The city has a tasty new vice: restaurants with famous chefs, fresh ingredients and generous servings of foodie cred. The best scenes of Miami Bites are here...
Soho Beach House, 4385 Collins Avenue, Miami Beach.
The who’s who of Miami are members of this newest outpost of the Soho House clubs, but anyone who can get a reservation is welcome to dine at Cecconi’s. The open-air courtyard space lets diners check out VIPs as they swan by the pool or cozy up to the restaurant’s comfy-glam bar. Italian food is nothing new in Miami Beach but the Cecconi’s version – Venetian, simply prepared – is a welcome addition. “Plin” agnolotti with sage and Parmigiano is both basic and decadent, while snapper carpaccio, roasted scallops and spaghetti with Maine lobster remind you of the ocean just over the hedge.
Wynwood Kitchen & Bar
2550 N.W. 2nd Avenue, Miami (Wynwood/Midtown).
This buzzy newcomer in Miami’s Design District is a work of art – literally. The club-like dining room is overseen by a huge mural by superstar Shepard Fairey, and works by other artists grace the walls and garden. The owners keep their artsy clientele happy with modern editions of comfort food classics – grilled cheese sandwiches, fish and chips, plus an array of burgers. And, for those popping-in between gallery stops, there are beef skewers for dipping, small plates for snacking, wines by the glass and craft beers on tap.
The Raleigh Hotel, 1775 Collins Avenue, Miami Beach.
This deco jewel of South Beach had been lacking some heat ever since André Balazs sold it in 2009. But thanks to this new restaurant from bold-name chef John DeLucie (of Manhattan’s The Lion and The Waverly Inn), the hotel is hot stuff again. While DeLucie’s menu for Miami echoes his New American-style gastropub grub from New York, The Royal relies more so on fish – local snapper and grouper are popular; so too the stone crabs, when in season. You can sit indoors but that would be a shame – the Raleigh’s famous art deco pool has one of the best tableside views in town.

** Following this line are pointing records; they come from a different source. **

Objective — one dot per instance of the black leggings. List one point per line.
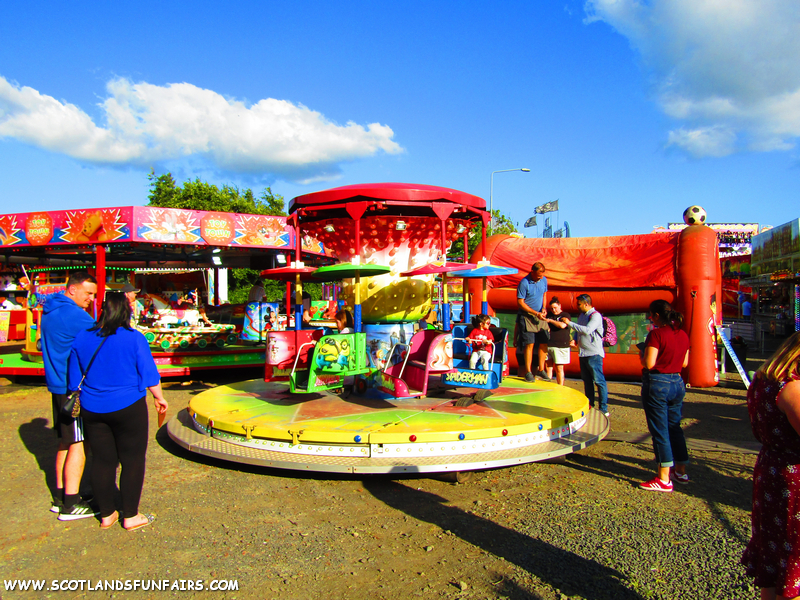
(118, 437)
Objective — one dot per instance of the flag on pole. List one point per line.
(547, 207)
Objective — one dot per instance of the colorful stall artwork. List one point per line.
(169, 225)
(85, 226)
(5, 319)
(257, 230)
(259, 318)
(9, 231)
(323, 310)
(149, 224)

3470 N. Miami Avenue, Miami (Wynwood/Midtown).
Noodles and Asian fare are the craze du jour in Miami dining, but there’s no need to waste money at overpriced Chinese restaurants in big-name hotels. Nestled in the up-and-coming Wynwood hood, Gigi hits on a winning formula of pork buns, noodle-bowls-meets-BBQ-ribs, beer and sake – all at addictively low prices. Even better, the industrial-cafeteria-style space is open late (until 3am Monday-Thursday; 5am Friday & Saturday), making it the city’s most delicious option for nightcaps and snacks.
db Bistro Moderne
JW Marriott Marquis Miami, 255 Biscayne Boulevard Way, Miami.

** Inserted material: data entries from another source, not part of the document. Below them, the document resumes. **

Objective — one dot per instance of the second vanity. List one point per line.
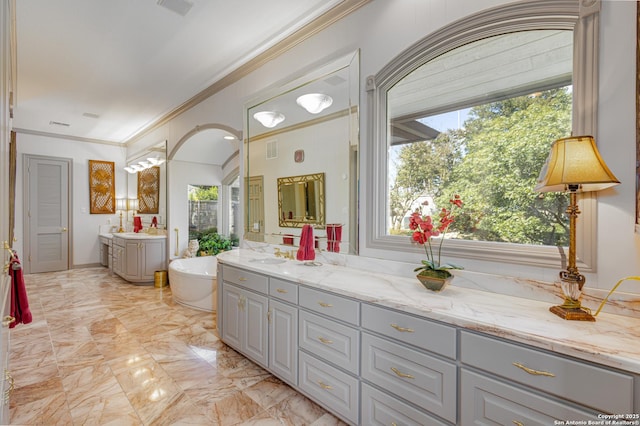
(137, 256)
(379, 349)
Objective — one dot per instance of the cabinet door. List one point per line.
(232, 316)
(487, 401)
(255, 331)
(131, 259)
(283, 341)
(153, 258)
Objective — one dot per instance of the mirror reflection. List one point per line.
(306, 128)
(301, 200)
(147, 186)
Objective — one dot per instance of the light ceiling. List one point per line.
(109, 70)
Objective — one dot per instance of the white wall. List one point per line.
(382, 29)
(325, 144)
(182, 174)
(84, 226)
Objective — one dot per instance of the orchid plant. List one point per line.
(424, 229)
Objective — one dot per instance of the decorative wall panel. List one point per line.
(102, 187)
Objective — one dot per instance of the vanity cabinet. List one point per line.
(569, 385)
(244, 316)
(137, 259)
(375, 365)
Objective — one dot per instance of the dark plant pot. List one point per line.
(434, 280)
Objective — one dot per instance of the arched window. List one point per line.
(472, 109)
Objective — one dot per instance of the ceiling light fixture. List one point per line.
(269, 119)
(314, 102)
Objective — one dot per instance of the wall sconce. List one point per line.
(314, 102)
(574, 165)
(121, 205)
(269, 119)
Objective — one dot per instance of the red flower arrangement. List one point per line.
(424, 229)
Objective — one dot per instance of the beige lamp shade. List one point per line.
(575, 161)
(121, 204)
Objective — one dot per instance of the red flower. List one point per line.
(424, 230)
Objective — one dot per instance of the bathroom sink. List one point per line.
(268, 261)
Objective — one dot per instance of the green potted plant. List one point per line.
(434, 274)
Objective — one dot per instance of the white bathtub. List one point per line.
(194, 282)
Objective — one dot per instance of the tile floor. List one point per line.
(101, 351)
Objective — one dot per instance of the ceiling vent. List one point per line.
(181, 7)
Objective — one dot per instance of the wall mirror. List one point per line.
(301, 200)
(307, 127)
(147, 183)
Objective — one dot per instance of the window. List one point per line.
(203, 209)
(473, 109)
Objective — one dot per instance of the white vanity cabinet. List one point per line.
(136, 259)
(283, 330)
(370, 364)
(412, 360)
(244, 315)
(536, 385)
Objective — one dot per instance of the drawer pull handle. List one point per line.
(401, 374)
(402, 329)
(6, 321)
(324, 385)
(532, 371)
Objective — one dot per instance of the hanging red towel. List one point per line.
(19, 302)
(306, 250)
(137, 223)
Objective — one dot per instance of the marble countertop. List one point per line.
(139, 235)
(612, 340)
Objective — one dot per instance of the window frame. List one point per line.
(578, 16)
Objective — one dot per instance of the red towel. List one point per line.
(19, 302)
(306, 250)
(137, 223)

Many of Miami’s movers and shakers now live in the once-deserted Downtown, partly thanks to swish new condo towers and sparkly new hotels such as the JW Marriott Marquis, which opened in October. Top-shelf restaurants with star chefs like Daniel Boulud don’t hurt, either. db Bistro Moderne Miami, with its classy Yabu Pushelberg interiors and French maestro pulling the strings, has fast become the city’s go-to resto for power dining – whether that means ordering the Original db Burger or French classics like Duck Confit and Boeuf Bourguignon. Leave time for a cocktail at the meandering mirrored bar.
Blue Door Fish
1685 Collins Ave, Miami Beach.
You can’t get much more iconic than the Delano Hotel in this neck-of-the-woods. The hotel still rules for classic cool and its restaurant has just emerged from a fresh-as-the-freshest-fish-in-the-sea makeover. Blue Door Fish (surprise), has gone seafood-centric, with sushi, scallops a la plancha, caramelised octopus with a black olive potato salad, and red snapper with Antiboise sauce, all part of the menu. The décor shines like the inside of a wine glass, and after dinner, you’re just steps away from one of the beach’s hottest boîtes, The Florida Room, designed by Lenny Kravitz.
4525 Collins Ave, Miami Beach.
At last, the beach goes farm! Farm to table, that is, thanks to chef Paula DaSilva’s dedication to finding Miami’s best seasonal produce. In January, small plates included roasted baby beets and pork belly tacos, and for mains, a whole fried yellowtail snapper and hickory rubbed pork loin chop from a Floridian farm were there for the taking. We say trust the chef and spring for the five-course tasting menu – paired with wine, naturally.